Le problème nous paraît grave, mais en réalité il ne l’est pas si nous nous intéressons surtout à l’histoire de la ferme basque au sens strict du terme, et si nous ne voulons pas nous perdre dans les méandres magiques de la légende. Une chose est l’origine mythique de la ferme basque, et une autre son histoire réelle en tant que type spécifique de maison régionale européenne. Fort heureusement, pour suivre la piste des premières traces dignes de foi, il n’est pas nécessaire de plonger dans la nuit des temps ni de remonter jusqu’à la révolution néolithique; il suffit d’aller les chercher à la fin du Moyen-Age. Les sources d’information dont on dispose aujourd’hui, même si elles sont limitées jusqu’à l’exaspération, arrivent à couvrir toutes les étapes de la vie de la maison rurale de Gipuzkoa. Il est vrai que les premiers pas de sa trajectoire se perdent un peu dans la brume des temps et nécessitent d’une étude plus approfondie, mais il est possible d’assurer cependant que l’histoire de la ferme basque renferme deux moments-clés pouvant être considérés comme les vrais points de départ de leur biographie. Chacun d’eux fait référence à l’une des possibles définitions du terme “caserío” (ferme); un nom ayant une signification ambigüe, et qui désigne aussi bien l’institution économique que le logement qui l’abrite.

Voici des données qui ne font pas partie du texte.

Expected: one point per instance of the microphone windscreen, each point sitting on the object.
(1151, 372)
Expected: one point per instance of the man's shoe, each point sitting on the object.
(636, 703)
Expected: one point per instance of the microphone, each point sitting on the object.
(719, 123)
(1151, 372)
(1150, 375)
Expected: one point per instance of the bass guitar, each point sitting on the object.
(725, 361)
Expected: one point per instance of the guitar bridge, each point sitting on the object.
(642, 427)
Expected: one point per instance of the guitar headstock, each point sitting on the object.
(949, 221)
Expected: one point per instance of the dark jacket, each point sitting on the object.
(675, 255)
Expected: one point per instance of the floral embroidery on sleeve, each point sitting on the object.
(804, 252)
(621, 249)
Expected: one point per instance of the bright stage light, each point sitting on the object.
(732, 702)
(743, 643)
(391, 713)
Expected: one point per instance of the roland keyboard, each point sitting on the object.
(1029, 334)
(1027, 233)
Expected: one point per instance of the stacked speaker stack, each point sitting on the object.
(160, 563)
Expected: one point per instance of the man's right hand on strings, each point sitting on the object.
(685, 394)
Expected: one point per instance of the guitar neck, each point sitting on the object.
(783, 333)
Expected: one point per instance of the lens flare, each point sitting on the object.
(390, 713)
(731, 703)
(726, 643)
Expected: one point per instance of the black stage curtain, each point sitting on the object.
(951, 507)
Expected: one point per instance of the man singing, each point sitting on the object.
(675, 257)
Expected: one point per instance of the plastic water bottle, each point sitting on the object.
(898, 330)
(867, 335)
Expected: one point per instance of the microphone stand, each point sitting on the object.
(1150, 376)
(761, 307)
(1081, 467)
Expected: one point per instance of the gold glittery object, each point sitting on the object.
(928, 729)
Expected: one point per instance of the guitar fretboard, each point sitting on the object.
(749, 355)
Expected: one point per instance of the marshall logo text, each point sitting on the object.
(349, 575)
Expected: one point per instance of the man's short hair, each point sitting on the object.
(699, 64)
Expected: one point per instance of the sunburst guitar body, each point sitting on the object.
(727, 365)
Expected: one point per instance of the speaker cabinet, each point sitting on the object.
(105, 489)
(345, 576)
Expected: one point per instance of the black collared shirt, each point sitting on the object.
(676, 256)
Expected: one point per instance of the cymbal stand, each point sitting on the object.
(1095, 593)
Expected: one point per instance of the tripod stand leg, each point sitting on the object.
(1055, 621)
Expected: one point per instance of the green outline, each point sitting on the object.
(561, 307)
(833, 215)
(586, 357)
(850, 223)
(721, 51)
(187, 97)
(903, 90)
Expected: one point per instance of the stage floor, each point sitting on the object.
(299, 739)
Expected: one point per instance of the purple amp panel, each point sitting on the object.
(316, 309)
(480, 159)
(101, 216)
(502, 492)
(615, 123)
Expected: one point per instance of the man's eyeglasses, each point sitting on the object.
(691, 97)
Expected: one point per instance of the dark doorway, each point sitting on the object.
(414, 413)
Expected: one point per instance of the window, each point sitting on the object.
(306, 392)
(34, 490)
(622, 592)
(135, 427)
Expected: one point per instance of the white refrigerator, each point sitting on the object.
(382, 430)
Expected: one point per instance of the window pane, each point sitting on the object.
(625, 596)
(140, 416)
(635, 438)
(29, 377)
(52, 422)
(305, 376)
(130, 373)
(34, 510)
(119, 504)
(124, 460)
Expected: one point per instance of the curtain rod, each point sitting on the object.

Si la ferme basque est interprétée dans son sens économique le plus ample, c’est-à-dire comme une cellule fondamentale de production familiale dans une société rurale de montagne,nous sommes alors en mesure d’affirmer qu’il s’agit d’une institution d’origine médiévale qui fut configurée entre les XIIème et XIIIème siècles.
Si, au contraire, nous entendons par “ferme basque” un certain type de bâtiment, c’est à dire un modèle d’architecture ayant une identité spécifique, nour parlons alors d’une formule régionale de métairie moderne ayant une ancienneté de cinq-cents ans maximum: âge qui n’est dépassé par aucun édifice rural exiatant aujourd’hui à Gipuzkoa.
Un aspect singulier des fermes basques est celui de leur nom propre, reconnu par les autorités et par le voisinage, et qui est habituellement invariable tout au long de l’histoire. Cela permet de les identifier facilement, mais aussi de provoquer des malentendus, comme par exemple celui d’attribuer au bâtiment la même ancienneté que le nom de l’unité économique établie sur son domaine depuis des époques presque toujours antérieures. Le nom et le domaine restent unis sans aucun changement, tandis que la maison change sa physionomie au rythme des temps. Cependant, lorsqu’un paysan est interrogé sur l’acienneté de la maison qu’il habite, il essaie toujours de remonter à l’origine du domaine, sans faire attention à la vétusté ni à la modernité de l’architecture du bâtiment.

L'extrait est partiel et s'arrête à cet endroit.